= Hilda Neihardt =

American lawyer

Hilda Neihardt (1916–2004) was one of her father John G. Neihardt's "comrades in adventure," and at the age of 15 accompanied him as "official observer" to meetings with Black Elk, the Lakota holy man whose life stories were the basis for her father's book, Black Elk Speaks and for her own later works.

She was born in Bancroft, Nebraska, on December 6, 1916, to her writer father and sculptor mother, Mona Martinsen. In 1920 her extended family moved to Branson, Missouri, in the Ozark Mountains, then to Springfield, Missouri and on to St. Louis, Missouri as her father's work changed.

Hilda Neihardt attended Southwest Missouri State Teachers' College in Springfield, Missouri, and Wayne State College in Wayne, Nebraska and received her undergraduate degree from the University of Nebraska.

After graduation, she worked for the Swiss Consulate in St. Louis, Missouri. In 1944, she left the Consulate to join the WAVES. While in the service, she sang with the Ray Charles Orchestra on the "Waves on Parade" radio program broadcast from Hunter College in New York City. At her request she transferred to Pasco, Washington, where she served as a control tower operator.

She married Albert J. Petri on April 4, 1944. They had three children: Gail Evelyn, born in 1946; Robin Neihardt, born in 1948; and Coralie Joyce, born in 1952. (Her son, Robin, took the Neihardt surname and used Petri as his middle name.)

In 1960, she entered the University of Missouri Law School in Columbia, Missouri, graduating with a JD degree in 1963. She was the first woman to practice law in Mid-Missouri. During her years in Columbia, Neihardt was instrumental in obtaining the land and doing the legal work for the creation of the Rock Bridge State Park.

After retiring from her law practice, Neihardt became very active in promoting her father's works. She wrote The End of the Dream and other Stories and The Giving Earth as compilations that are representative of all Neihardt's writings. She authored "Black Elk Speaks and Flaming Rainbow" her personal memoirs of Black Elk and John Neihardt, and edited Black Elk Lives: Conversations with the Black Elk Family with Lori Utecht. Her last book, The Broidered Garment: The Love Story of Mona Martinsen and John G. Neihardt, was about her parents.
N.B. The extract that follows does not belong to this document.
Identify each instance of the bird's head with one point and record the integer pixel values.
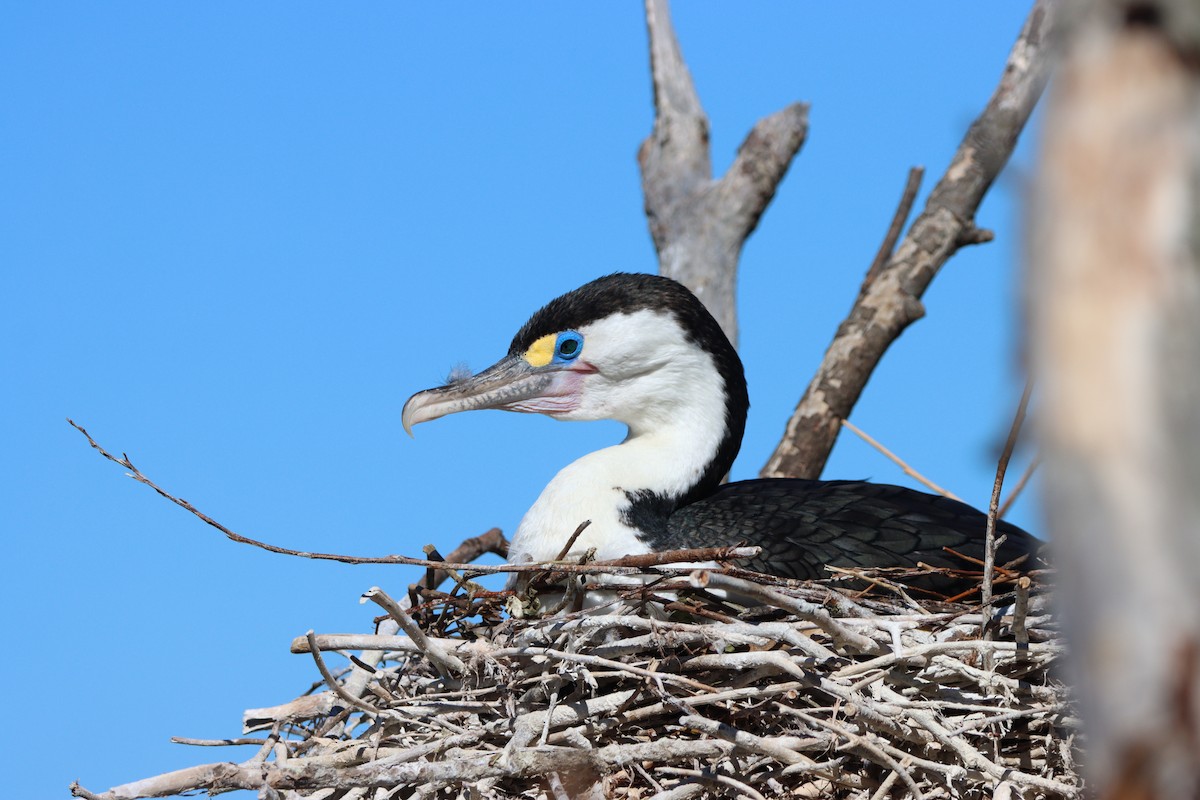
(635, 348)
Neihardt received the first Word Sender Award from the John G. Neihardt Foundation in 1999. Her book, Black Elk Lives, was the non-fiction winner of the 2001 Nebraska Book Awards Program sponsored by The Nebraska Center for the Book. A special ceremony awarding her an honorary Doctorate of Humane Letters by Wayne State College was held in Indianapolis, Indiana on July 23, 2004.

Neihardt died December 27, 2004, at the home of her daughter in Coatesville, Indiana. She was 88.